The second method is to correctly read data from another type. This method is achieved by finding appropriate formats, since types store essentially the same information, so reading and writing data can be achieved in the same ways. This method may not always work, but in this example it is possible. You can reproduce this method using the Bitmap constructor. This constructor takes the width and height of the image in pixels, an integer byte offset between lines, a pixel format, and ultimately a pointer to an array of bytes containing data about the points. The advantage of this method is the low resource consumption due to the fact that reading occurs from an already existing data object without copying. But at the same time, this method has an average development speed, which consists of finding the appropriate format. A significant drawback of this method is the impossibility of changing data through a data object of a readable type, as well as when changing data parameters of the original type, searching for the format of a readable type.

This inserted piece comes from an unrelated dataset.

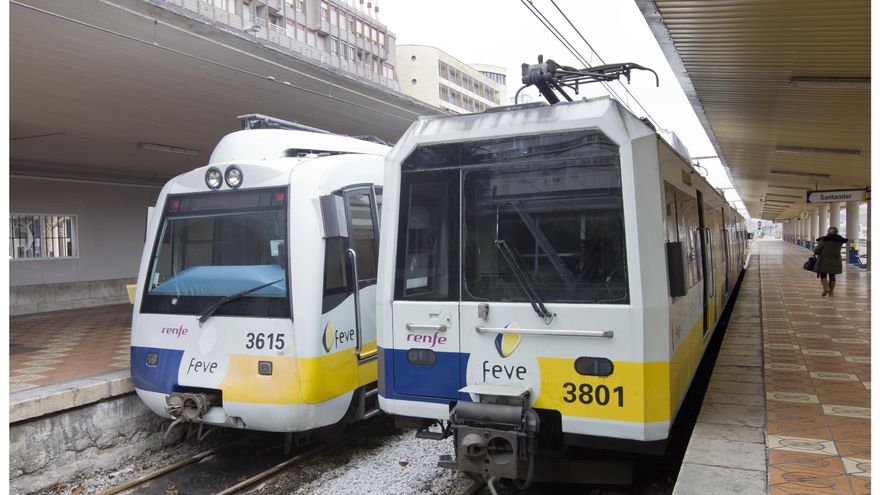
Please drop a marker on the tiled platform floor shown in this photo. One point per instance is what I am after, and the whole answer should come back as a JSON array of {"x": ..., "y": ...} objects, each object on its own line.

The third method is called translation of data in the simplest parts. In this case, the simplest parts of the image will be the data scalar of each pixel. Simply put, translation in this method occurs for each pixel value of the image. Therefore, it is labor-intensive to develop an application and consume resources. But the main advantage is that after translation, the object data can be changed without harming the original object.

From the existing methods, the second one was chosen, which fully covers the needs of the project. Because the first method has a high consumption of resources, and the third method involves redundant actions. And since I only need Windows Forms to display the image without changing it. The second option turned out to be the most preferable in this project.